En réponse à cet acte provocateur, l’Algérie a sollicité des autorités marocaines une clarification concernant la position du royaume sur cette question. Cette requête est restée sans réponse, forçant ainsi l’Algérie à rappeler son ambassadeur au Maroc pour des consultations, étant donné la gravité des événements.
La deuxième manifestation d’hostilité du Maroc concerne le scandale révélé le 18 juillet dernier, impliquant le logiciel espion Pegasus développé par la société israélienne NSO. L’enquête menée par le Consortium Forbidden Stories et Amnesty International a mis en évidence l’utilisation généralisée de ce logiciel par le Maroc pour espionner 6 000 personnalités algériennes, notamment des journalistes et des membres de la société civile.
Parmi les actes provocateurs dont ont été coupables les autorités marocaines vis-à-vis de l’Algérie, « on citera également la déclaration faite le 12 août 2021 par un haut responsable israélien lors de sa visite au Maroc. A cette occasion, Rabat a réussi à guider de manière biaisée la déclaration israélienne faite lors d’une conférence de presse conjointe avec son homologue marocain, concernant l’opposition de l’Algérie à l’octroi du statut d’observateur de l’Union africaine à Israël ».
« Le ton menaçant de la réponse du responsable israélien qui a critiqué l’Algérie alors que sa position est partagée par une vingtaine d’autres pays africains désireux de préserver la cohésion et l’unité de l’organisation panafricaine concernant la question palestinienne, représente une provocation qui rend compte de la déloyauté du Maroc et de sa volonté manifeste d’impliquer son nouvel allié moyen-oriental dans une aventure hasardeuse dirigée contre l’Algérie », a-t-il soutenu.

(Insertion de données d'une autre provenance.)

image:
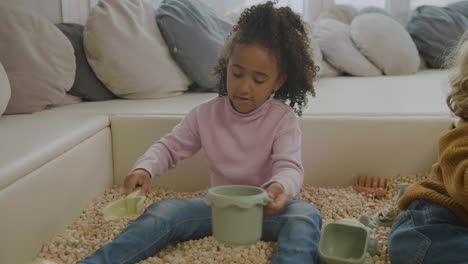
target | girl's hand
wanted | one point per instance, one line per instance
(139, 177)
(280, 199)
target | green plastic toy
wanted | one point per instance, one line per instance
(237, 213)
(346, 242)
(129, 206)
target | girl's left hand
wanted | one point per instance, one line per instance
(280, 199)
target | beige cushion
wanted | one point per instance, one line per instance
(38, 59)
(127, 51)
(5, 91)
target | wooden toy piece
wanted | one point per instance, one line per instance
(371, 186)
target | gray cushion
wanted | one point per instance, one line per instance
(459, 7)
(342, 13)
(372, 9)
(194, 34)
(386, 43)
(5, 91)
(436, 30)
(338, 49)
(37, 58)
(127, 52)
(86, 85)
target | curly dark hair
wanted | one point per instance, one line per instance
(283, 33)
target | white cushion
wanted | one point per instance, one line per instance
(338, 49)
(338, 96)
(326, 70)
(5, 91)
(30, 141)
(44, 202)
(38, 59)
(422, 94)
(386, 43)
(127, 51)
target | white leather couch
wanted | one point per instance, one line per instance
(54, 162)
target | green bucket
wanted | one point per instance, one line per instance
(345, 242)
(237, 213)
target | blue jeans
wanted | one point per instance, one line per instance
(296, 228)
(427, 232)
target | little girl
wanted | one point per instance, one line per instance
(249, 136)
(433, 228)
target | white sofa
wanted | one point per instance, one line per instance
(54, 162)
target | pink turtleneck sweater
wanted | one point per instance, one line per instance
(257, 148)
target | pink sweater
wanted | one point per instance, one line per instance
(257, 148)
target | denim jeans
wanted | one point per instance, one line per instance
(296, 228)
(428, 233)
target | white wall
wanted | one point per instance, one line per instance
(50, 9)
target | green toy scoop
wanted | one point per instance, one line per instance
(129, 206)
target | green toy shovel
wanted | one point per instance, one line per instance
(129, 206)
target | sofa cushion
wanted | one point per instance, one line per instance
(382, 39)
(382, 96)
(436, 30)
(30, 141)
(194, 35)
(125, 48)
(338, 49)
(337, 96)
(341, 13)
(38, 59)
(86, 84)
(5, 91)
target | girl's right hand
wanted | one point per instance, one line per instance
(138, 177)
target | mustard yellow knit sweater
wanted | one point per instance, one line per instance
(448, 183)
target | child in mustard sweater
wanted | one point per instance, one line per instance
(433, 224)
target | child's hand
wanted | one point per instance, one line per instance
(138, 177)
(280, 199)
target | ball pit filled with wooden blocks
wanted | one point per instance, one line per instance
(91, 230)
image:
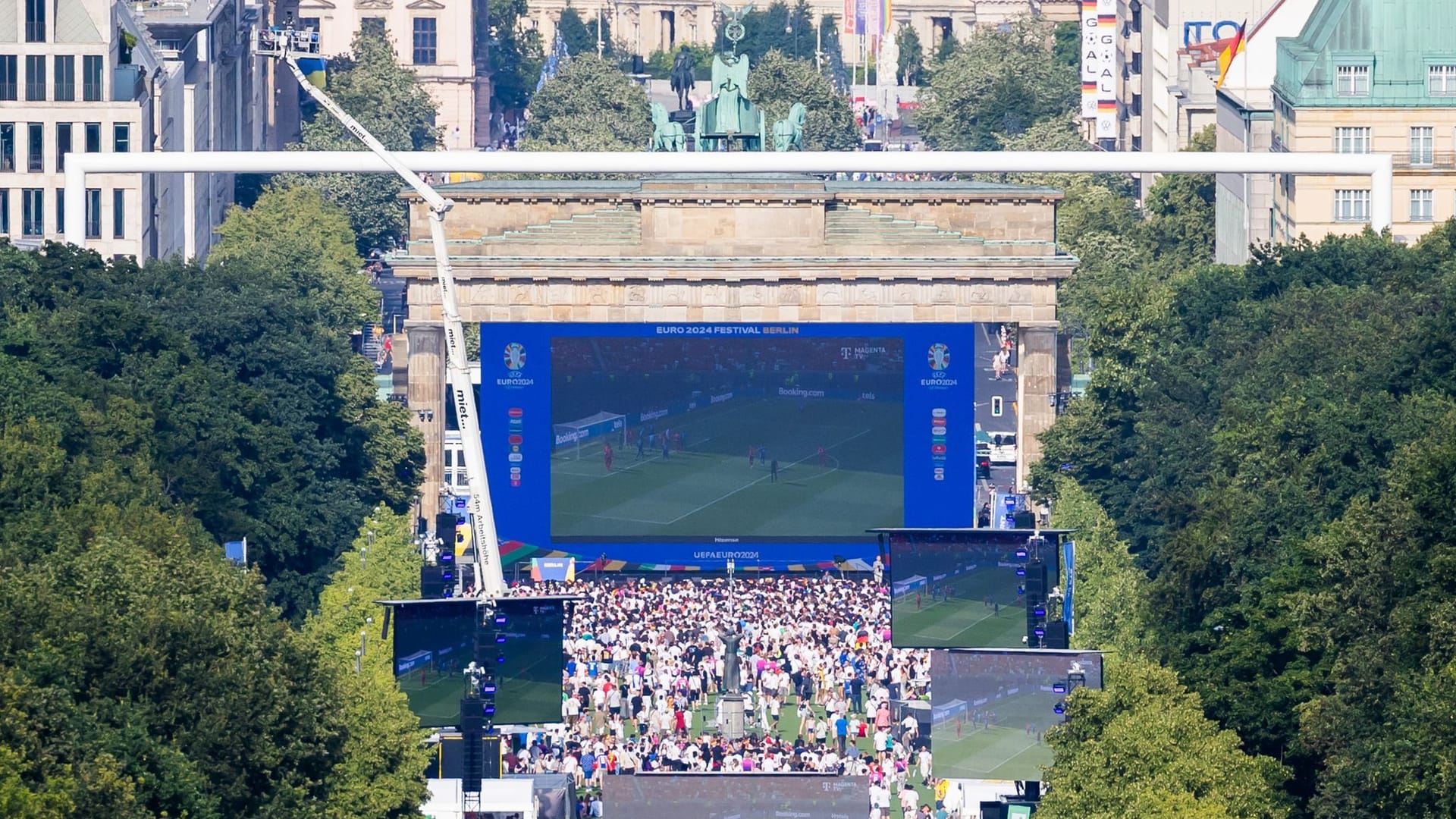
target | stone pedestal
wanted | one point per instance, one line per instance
(1036, 388)
(733, 725)
(427, 406)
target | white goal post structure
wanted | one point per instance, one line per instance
(573, 436)
(1378, 167)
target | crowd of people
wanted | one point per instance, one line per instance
(645, 675)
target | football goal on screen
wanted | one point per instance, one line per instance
(587, 435)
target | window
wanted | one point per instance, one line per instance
(36, 77)
(1423, 206)
(63, 145)
(1351, 206)
(6, 146)
(9, 77)
(33, 219)
(91, 77)
(1353, 80)
(93, 213)
(424, 41)
(118, 213)
(1442, 80)
(1351, 140)
(36, 20)
(64, 77)
(36, 148)
(1423, 146)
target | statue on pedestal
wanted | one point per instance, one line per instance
(682, 76)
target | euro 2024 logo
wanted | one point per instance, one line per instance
(514, 356)
(940, 357)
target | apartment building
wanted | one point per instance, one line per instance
(1367, 76)
(440, 39)
(86, 76)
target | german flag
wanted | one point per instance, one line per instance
(1229, 53)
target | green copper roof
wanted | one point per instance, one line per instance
(1395, 39)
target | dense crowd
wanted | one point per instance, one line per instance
(645, 670)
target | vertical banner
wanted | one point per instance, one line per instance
(1107, 69)
(1090, 58)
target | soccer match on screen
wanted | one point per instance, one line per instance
(753, 438)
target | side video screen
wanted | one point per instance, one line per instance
(435, 642)
(728, 796)
(965, 591)
(990, 710)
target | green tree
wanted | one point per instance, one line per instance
(998, 83)
(389, 102)
(1180, 209)
(383, 757)
(912, 55)
(1144, 746)
(832, 55)
(588, 105)
(1066, 44)
(516, 55)
(778, 82)
(1109, 607)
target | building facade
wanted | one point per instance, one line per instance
(1367, 76)
(86, 76)
(1245, 124)
(663, 25)
(436, 38)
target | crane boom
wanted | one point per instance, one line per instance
(491, 577)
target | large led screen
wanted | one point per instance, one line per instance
(770, 445)
(728, 796)
(965, 589)
(990, 710)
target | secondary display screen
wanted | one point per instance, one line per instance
(770, 445)
(529, 689)
(990, 710)
(728, 796)
(963, 591)
(435, 642)
(522, 642)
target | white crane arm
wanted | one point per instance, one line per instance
(490, 573)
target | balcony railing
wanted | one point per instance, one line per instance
(1429, 161)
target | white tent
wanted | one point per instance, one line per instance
(507, 799)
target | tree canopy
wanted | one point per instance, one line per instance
(996, 83)
(388, 99)
(588, 105)
(145, 416)
(1264, 438)
(777, 83)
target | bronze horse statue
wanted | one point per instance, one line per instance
(682, 76)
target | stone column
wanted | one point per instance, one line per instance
(1036, 381)
(427, 406)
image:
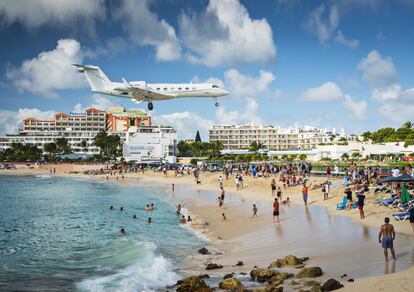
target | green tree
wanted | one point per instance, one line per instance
(184, 149)
(407, 124)
(356, 155)
(198, 137)
(84, 145)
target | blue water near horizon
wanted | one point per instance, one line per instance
(58, 233)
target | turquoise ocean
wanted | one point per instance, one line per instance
(59, 234)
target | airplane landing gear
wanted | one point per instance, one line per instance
(150, 106)
(216, 104)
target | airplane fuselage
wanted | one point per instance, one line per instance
(170, 90)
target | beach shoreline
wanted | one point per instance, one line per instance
(254, 191)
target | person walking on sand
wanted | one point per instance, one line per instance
(220, 181)
(254, 210)
(387, 233)
(279, 194)
(276, 211)
(305, 191)
(361, 203)
(412, 216)
(273, 187)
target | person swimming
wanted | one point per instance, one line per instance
(183, 220)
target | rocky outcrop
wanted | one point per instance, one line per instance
(289, 260)
(278, 278)
(193, 283)
(261, 275)
(203, 251)
(212, 266)
(312, 272)
(331, 285)
(231, 284)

La plus récente provocation est le soutien du Maroc aux « agents séparatistes » après les incendies criminels qui ont dévasté plusieurs régions d’Algérie en août 2021, entraînant la destruction de milliers d’hectares et la perte de 90 vies, dont 33 militaires.
M. Berrah a assuré que l’implication de Rabat dans les incendies a été confirmée par les enquêtes de la police judiciaire algérienne, ainsi que par l’arrestation d’individus liés à deux organisations désignées par l’Algérie comme terroristes, qui tentaient de fuir vers le territoire marocain.
L’ambassadeur a évoqué, par ailleurs, des « antécédents sérieux » rappelant que « la première action belliqueuse du Maroc contre l’Algérie a eu lieu en 1963, après l’indépendance de l’Algérie ».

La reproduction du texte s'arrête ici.